Lieferengpässe werden noch Monate anhalten
Noch immer fehle es vielerorts an Material. So meldeten im Juni 47,1 Prozent der Hochbauunternehmen Lieferengpässe, nach 56,6 Prozent im Vormonat. „Diese Engpässe bilden sich nur langsam zurück. Dabei kommt es teils zu rasanten Preisanstiegen infolge der Knappheit. Auch die hohen Energiepreise wirken preistreibend bei vielen Baustoffen“, ergänzt Leiss. Im Mittel erwarten die Betriebe, dass die Engpässe noch knapp neun Monate andauern. „Die Unternehmen müssen die höheren Preise für Material und Kraftstoff an die Kunden weitergeben, und so steigen die Baupreise weiter rasch. Die Bauherren müssen aber auch die höheren Zinsen tragen.“
„Das ist die Vollbremsung einer ganzen Branche“
Unter dem Eindruck einer aktuellen Umfrage bei Mitgliedsunternehmen stellt BFW-Präsident Dirk Salewski fest: „Der Wohnungsneubau bricht massiv ein. Die Mehrzahl der Unternehmen stellt ihre geplanten Projekte zurück oder hat sie bereits ganz aufgegeben. Das ist keine Delle beim Neubau, das ist die Vollbremsung einer ganzen Branche“, so der Präsident des Bundesverbandes Freier Immobilien- und Wohnungsunternehmen. Als „alarmierend“ bezeichnet Salewski, dass 70 Prozent der befragten Unternehmen angeben, sie werden die Hälfte der geplanten Projekte unter den gegebenen Rahmenbedingungen nicht mehr realisieren. Hochgerechnet bedeutet das einen Rückgang zwischen 50.000 und 75.000 neuen Wohnungen. Die Ziele der Bundesregierung von 400.000 Neubauwohnungen würden so nicht ansatzweise zu erreichen sein. Im Ein- und Zweifamilienhausbau gingen die Baugenehmigungen bereits massiv zurück.
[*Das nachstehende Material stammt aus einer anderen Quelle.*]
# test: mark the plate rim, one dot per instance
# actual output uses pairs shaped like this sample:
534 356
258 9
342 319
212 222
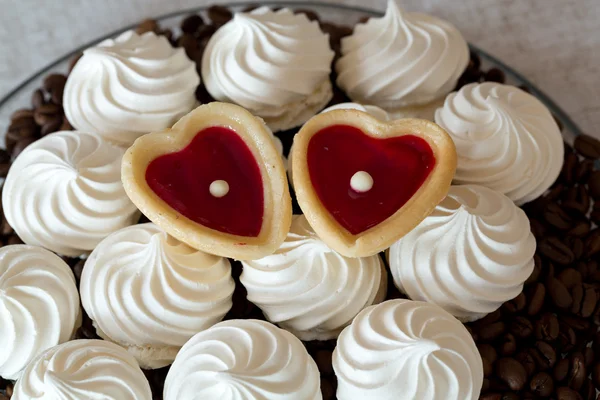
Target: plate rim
564 118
„Die Krise hat den Bau nun erreicht“
Das Statistische Bundesamt meldet für Mai einen Rückgang der Baugenehmigungen für Einfamilienhäuser um 17,8 Prozent. Zwar war die Zahl der Baugenehmigungen im Mai für Zweifamilienhäuser (+2,1 %) und für Mehrfamilienhäuser (+9,1 %) noch positiv. Allerdings wies Felix Pakleppa, Hauptgeschäftsführer Zentralverband Deutsches Baugewerbe, darauf hin, dass die Zahl der Baugenehmigungen im Mai im Vergleich zum Vormonat saison- und kalenderbereinigt um 6,6 Prozent gefallen sei. „Die Folgen der Inflation, der Energiekrise und der gestörten Lieferketten haben den Bau nun erreicht“, stellt Pakleppa fest.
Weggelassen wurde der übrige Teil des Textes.